Le spese militari dei 15 Paesi piu' industrializzati sono aumentate del 6% rispetto al 2003, raggiungendo 1.035 miliardi di dollari, e sono in continua ascesa. Quasi il 50% della spesa viene attribuita agli Stati Uniti. La spesa militare degli Stati del Medio Oriente e' alta e mostra una tendenza ad aumentare dal 1996.

Per quanto riguarda la produzione, le 100 maggiori industrie del mondo hanno aumentato le vendite di armi del 25%. Di queste, 38 sono statunitensi, ed una sola canadese, mentre le 42 imprese europee (comprese le 6 russe) si accreditano per un 30% delle vendite. C'e' pero' una tendenza alla concentrazione delle imprese del settore. Nel 2004 il rapporto cita solo due grosse operazioni di accorpamento (importo maggiore ad 1 miliardo di dollari), ed una di esse riguarda l'italiana Finmeccanica con l'azienda di produzione di elicotteri Agusta.

A livello internazionale non ci si preoccupa pero' delle armi convenzionali, ma solo degli sviluppi relativi alle armi di distruzione di massa. Inoltre, evidenziano i ricercatori, gran parte della discussione corrente sulla costruzione della pace avviene ad alto livello, ma le esperienze operative portano a concludere che la costruzione della pace viene a mancare invece al microlivello, nel contenuto e nella modalita' delle riforme delle leggi economiche, sociali, politiche e sulla sicurezza.

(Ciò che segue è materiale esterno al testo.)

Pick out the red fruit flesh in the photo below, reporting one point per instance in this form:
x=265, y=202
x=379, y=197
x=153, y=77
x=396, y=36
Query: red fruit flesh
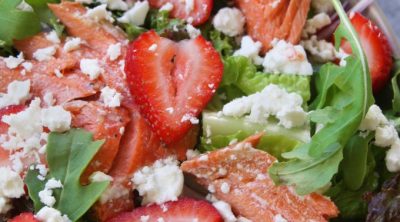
x=377, y=49
x=200, y=12
x=183, y=210
x=173, y=83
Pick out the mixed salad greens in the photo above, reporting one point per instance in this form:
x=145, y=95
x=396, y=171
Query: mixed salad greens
x=329, y=155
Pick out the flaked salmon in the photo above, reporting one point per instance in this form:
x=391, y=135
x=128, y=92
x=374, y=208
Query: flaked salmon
x=270, y=19
x=251, y=193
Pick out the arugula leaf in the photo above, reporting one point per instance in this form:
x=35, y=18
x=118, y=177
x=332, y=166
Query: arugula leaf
x=241, y=74
x=348, y=91
x=68, y=155
x=16, y=24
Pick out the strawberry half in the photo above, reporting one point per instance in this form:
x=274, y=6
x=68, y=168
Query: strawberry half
x=172, y=82
x=196, y=10
x=24, y=217
x=377, y=49
x=185, y=209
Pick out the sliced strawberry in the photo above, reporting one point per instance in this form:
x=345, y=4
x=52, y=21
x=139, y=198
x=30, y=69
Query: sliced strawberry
x=7, y=111
x=376, y=47
x=185, y=209
x=173, y=83
x=24, y=217
x=196, y=10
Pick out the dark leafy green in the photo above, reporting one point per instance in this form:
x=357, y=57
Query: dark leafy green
x=347, y=90
x=68, y=155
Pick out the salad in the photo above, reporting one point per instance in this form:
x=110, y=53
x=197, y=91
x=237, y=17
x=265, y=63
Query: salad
x=196, y=110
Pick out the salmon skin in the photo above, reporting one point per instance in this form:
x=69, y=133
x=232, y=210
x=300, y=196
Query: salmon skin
x=251, y=193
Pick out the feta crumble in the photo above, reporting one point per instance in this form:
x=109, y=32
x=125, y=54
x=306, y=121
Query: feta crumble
x=272, y=101
x=250, y=49
x=229, y=21
x=53, y=37
x=91, y=68
x=285, y=58
x=115, y=4
x=159, y=183
x=192, y=31
x=167, y=7
x=13, y=62
x=114, y=51
x=49, y=214
x=44, y=54
x=110, y=97
x=137, y=14
x=17, y=93
x=99, y=13
x=56, y=118
x=72, y=44
x=316, y=23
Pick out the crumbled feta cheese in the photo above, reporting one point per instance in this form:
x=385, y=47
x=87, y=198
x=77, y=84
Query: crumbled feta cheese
x=115, y=4
x=25, y=129
x=373, y=119
x=49, y=214
x=53, y=37
x=321, y=50
x=153, y=48
x=110, y=97
x=225, y=210
x=56, y=118
x=167, y=7
x=192, y=31
x=285, y=58
x=114, y=51
x=137, y=14
x=44, y=54
x=49, y=99
x=72, y=44
x=250, y=49
x=161, y=182
x=229, y=21
x=273, y=100
x=316, y=23
x=99, y=13
x=322, y=5
x=191, y=154
x=91, y=68
x=11, y=183
x=279, y=218
x=17, y=93
x=189, y=6
x=225, y=188
x=99, y=176
x=23, y=6
x=13, y=62
x=385, y=136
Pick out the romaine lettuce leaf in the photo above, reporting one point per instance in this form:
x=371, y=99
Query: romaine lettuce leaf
x=344, y=89
x=241, y=74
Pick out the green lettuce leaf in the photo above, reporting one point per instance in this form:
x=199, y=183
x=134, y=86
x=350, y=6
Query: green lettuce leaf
x=348, y=91
x=16, y=24
x=219, y=131
x=241, y=74
x=68, y=155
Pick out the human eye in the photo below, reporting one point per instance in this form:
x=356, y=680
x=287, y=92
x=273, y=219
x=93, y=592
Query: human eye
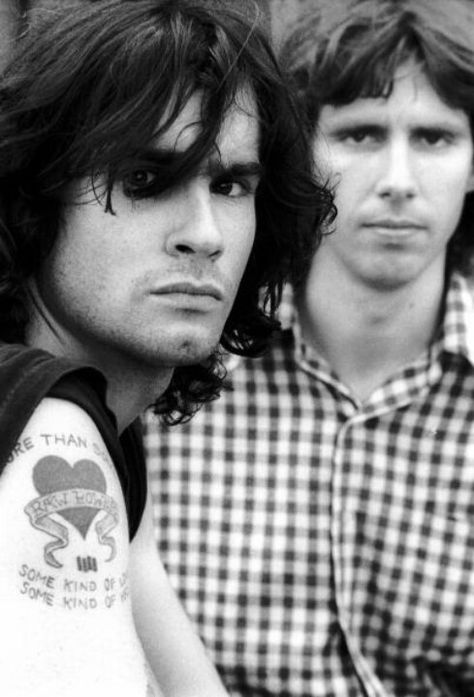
x=138, y=183
x=359, y=135
x=235, y=187
x=434, y=137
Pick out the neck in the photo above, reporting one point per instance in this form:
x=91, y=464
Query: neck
x=131, y=387
x=368, y=334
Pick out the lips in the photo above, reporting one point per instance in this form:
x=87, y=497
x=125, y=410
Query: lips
x=188, y=288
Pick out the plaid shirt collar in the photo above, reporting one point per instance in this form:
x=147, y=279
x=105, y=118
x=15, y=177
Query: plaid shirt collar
x=455, y=336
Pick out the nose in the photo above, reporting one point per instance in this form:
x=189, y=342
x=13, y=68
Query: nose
x=397, y=181
x=196, y=230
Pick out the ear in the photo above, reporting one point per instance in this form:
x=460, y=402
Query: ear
x=470, y=181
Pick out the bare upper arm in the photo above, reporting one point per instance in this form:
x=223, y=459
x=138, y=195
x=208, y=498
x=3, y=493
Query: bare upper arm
x=66, y=623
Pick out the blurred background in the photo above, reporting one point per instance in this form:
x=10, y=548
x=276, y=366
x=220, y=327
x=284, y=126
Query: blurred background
x=278, y=13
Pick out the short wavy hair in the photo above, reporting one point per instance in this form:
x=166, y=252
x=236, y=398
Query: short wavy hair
x=86, y=90
x=341, y=50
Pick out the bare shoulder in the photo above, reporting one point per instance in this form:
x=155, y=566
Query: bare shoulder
x=64, y=557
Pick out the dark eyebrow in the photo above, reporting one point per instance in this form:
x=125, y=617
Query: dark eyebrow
x=218, y=169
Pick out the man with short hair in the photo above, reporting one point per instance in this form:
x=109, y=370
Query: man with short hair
x=155, y=191
x=317, y=518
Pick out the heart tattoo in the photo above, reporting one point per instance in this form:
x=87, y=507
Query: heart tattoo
x=76, y=493
x=53, y=474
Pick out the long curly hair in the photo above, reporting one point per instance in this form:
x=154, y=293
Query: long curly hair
x=341, y=50
x=85, y=92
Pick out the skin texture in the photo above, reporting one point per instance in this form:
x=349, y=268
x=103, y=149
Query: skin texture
x=106, y=287
x=107, y=296
x=405, y=158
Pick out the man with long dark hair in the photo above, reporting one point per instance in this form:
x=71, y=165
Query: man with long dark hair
x=331, y=506
x=155, y=192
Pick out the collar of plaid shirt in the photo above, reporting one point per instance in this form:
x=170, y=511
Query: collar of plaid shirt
x=326, y=548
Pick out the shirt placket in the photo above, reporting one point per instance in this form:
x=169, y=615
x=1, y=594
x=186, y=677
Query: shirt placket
x=345, y=499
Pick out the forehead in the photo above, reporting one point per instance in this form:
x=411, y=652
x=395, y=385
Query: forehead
x=238, y=137
x=412, y=99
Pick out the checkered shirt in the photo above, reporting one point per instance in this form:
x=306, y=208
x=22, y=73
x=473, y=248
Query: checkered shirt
x=324, y=547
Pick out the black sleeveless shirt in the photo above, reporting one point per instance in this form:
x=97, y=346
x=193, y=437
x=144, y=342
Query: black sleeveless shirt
x=28, y=375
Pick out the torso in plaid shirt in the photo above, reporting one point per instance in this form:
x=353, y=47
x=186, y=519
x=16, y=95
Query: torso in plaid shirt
x=325, y=547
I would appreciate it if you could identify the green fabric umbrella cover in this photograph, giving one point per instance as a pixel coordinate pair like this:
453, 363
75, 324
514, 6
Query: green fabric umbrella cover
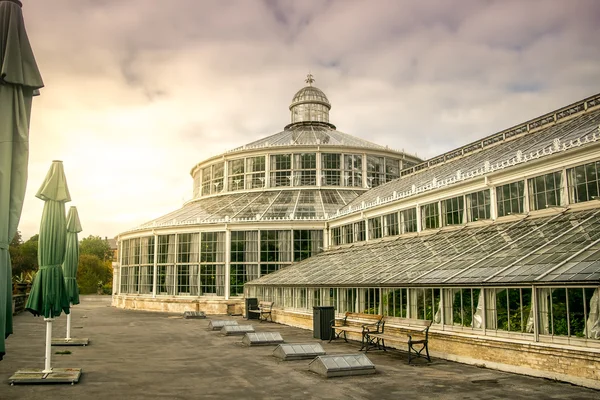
48, 296
72, 256
19, 78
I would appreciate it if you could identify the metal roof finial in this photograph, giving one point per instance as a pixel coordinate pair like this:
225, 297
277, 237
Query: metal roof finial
309, 79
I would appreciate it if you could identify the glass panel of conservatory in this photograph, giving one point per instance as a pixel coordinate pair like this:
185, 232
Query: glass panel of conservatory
255, 172
375, 171
307, 243
583, 182
375, 228
545, 191
391, 225
353, 170
409, 220
330, 169
236, 174
305, 169
510, 198
392, 169
430, 216
478, 205
452, 210
281, 170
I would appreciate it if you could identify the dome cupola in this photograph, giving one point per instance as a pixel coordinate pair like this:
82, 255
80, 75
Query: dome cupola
310, 105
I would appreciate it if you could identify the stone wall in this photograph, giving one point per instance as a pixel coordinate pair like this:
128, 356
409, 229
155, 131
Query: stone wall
179, 304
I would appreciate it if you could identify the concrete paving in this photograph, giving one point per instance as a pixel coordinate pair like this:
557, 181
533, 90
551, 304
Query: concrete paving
147, 355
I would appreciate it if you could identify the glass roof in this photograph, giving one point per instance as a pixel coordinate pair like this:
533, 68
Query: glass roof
309, 94
311, 134
561, 248
465, 163
289, 204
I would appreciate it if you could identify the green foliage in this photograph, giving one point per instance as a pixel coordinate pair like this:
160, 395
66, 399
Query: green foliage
23, 255
91, 271
107, 288
96, 246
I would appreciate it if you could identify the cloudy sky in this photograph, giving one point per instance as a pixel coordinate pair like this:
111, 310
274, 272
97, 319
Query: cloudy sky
137, 92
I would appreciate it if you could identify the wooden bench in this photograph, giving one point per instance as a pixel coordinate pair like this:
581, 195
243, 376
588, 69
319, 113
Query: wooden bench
366, 322
263, 311
421, 328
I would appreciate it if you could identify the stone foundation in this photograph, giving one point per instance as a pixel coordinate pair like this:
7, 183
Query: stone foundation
577, 365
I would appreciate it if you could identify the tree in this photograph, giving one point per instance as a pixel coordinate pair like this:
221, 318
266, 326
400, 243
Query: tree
95, 245
91, 272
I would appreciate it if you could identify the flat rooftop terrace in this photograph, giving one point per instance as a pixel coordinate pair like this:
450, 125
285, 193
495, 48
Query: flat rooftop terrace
146, 355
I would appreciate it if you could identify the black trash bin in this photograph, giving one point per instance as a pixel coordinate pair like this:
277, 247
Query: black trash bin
322, 316
251, 304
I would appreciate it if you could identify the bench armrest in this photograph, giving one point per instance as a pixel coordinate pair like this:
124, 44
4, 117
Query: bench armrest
371, 327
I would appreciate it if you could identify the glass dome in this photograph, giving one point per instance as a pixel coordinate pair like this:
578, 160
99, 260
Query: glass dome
310, 104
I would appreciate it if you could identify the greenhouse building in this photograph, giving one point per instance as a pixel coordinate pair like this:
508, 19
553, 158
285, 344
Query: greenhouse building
496, 242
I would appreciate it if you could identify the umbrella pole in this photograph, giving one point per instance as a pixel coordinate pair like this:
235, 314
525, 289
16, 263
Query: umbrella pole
68, 326
47, 361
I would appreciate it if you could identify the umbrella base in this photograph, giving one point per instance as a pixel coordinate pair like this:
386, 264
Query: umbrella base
70, 342
58, 375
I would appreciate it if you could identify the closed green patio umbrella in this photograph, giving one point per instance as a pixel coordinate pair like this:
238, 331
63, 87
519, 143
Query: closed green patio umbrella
19, 79
72, 255
70, 272
48, 296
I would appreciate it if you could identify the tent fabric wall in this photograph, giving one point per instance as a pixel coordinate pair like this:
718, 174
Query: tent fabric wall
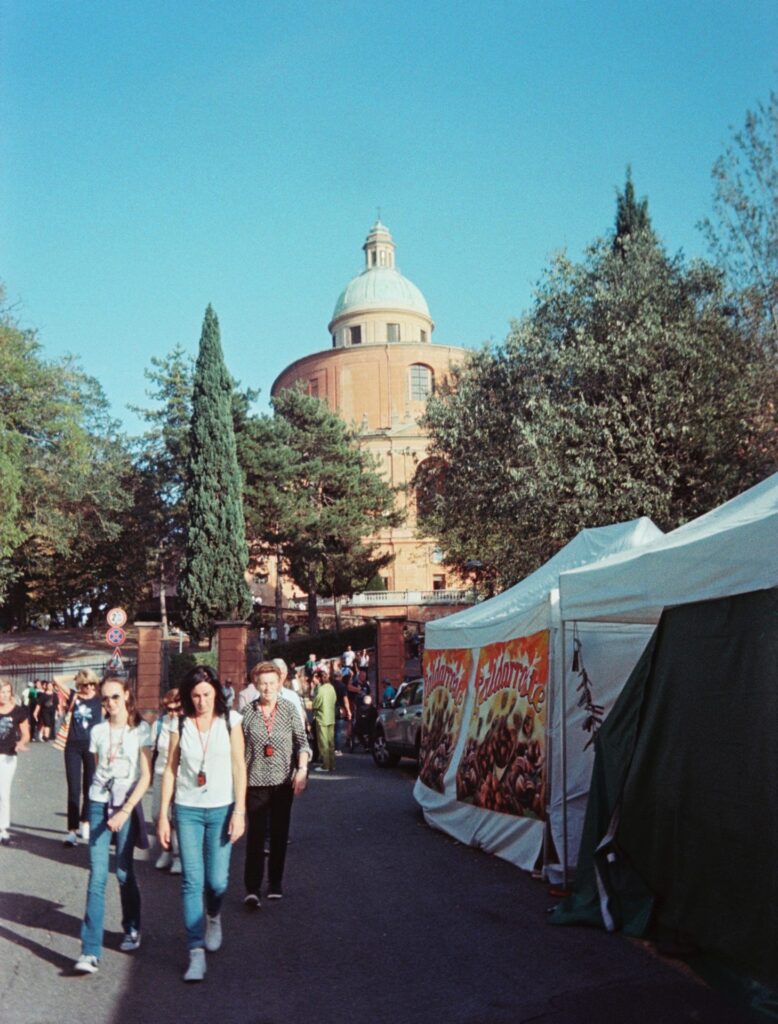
685, 783
609, 652
527, 608
731, 550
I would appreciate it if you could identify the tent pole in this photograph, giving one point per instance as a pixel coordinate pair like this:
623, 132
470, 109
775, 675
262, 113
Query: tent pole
563, 755
550, 749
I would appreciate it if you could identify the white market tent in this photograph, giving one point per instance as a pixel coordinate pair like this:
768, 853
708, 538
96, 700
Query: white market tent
731, 550
611, 651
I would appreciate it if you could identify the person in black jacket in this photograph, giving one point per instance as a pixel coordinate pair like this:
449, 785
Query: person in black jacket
86, 712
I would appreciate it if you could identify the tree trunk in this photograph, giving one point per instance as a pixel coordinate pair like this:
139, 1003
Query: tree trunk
312, 608
163, 606
278, 598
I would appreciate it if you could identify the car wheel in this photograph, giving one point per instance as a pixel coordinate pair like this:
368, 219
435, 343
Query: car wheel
383, 757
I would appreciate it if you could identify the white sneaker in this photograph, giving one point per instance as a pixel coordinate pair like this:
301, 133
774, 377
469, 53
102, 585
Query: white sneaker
86, 965
197, 969
213, 933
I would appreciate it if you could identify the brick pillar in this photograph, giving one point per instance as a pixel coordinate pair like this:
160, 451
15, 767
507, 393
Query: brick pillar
149, 669
390, 651
231, 639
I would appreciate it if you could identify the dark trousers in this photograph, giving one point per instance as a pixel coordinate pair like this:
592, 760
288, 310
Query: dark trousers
79, 768
268, 808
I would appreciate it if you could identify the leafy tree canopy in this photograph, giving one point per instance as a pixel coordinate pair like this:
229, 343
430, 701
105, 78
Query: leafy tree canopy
627, 390
61, 466
742, 231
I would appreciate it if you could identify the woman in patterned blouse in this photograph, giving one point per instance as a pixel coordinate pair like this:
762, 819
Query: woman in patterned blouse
276, 762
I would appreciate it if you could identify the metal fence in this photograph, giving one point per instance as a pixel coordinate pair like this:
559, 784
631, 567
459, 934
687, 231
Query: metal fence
20, 676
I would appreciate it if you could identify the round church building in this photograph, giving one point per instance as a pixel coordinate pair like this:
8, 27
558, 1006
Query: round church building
378, 375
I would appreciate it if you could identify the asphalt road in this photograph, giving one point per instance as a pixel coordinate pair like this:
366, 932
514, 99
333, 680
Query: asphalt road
384, 922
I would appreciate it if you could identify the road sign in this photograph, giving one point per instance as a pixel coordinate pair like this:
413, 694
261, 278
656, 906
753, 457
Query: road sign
116, 636
117, 616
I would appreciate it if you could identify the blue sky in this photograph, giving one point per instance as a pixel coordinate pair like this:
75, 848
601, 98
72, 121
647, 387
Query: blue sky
158, 157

Peraltro, anche al macrolivello, le guerre internazionali non sono state gestite in modo multilaterale e trasparente per garantire la stabilita' postbellica, magari per una carenza parlamentare, come per i conflitti dell'Afghanistan (2002) e dell'Iraq (2003).

Il rapporto evidenzia che nel 2004 la gestione del conflitto iracheno ha richiesto una maggior forza lavoro ed una piu' avanzata tecnologia nel settore degli armamenti ed ha messo in evidenza che i conflitti lunghi sono quelli che determinano un numero piu' grande di morti, di incidenti e di sofferenze.

Peraltro la loro caratteristica di essere datate o ricorrenti, tende a renderle meno visibili a livello internazionale. Il rapporto suggerisce di considerare la possibilita' di dare maggior enfasi a questi conflitti che travagliano interi Paesi da anni.

Secondo i ricercatori dell'Istituto, "oggi il mondo non puo' essere sicuro se non c'e' sicurezza per tutti, ma gli eventi degli ultimi anni hanno fatto poco per portare ad una soluzione globale", ed occorrerebbe agire a tal fine in sede ONU; come suggerito dallo stesso segretario generale Kofi Annan.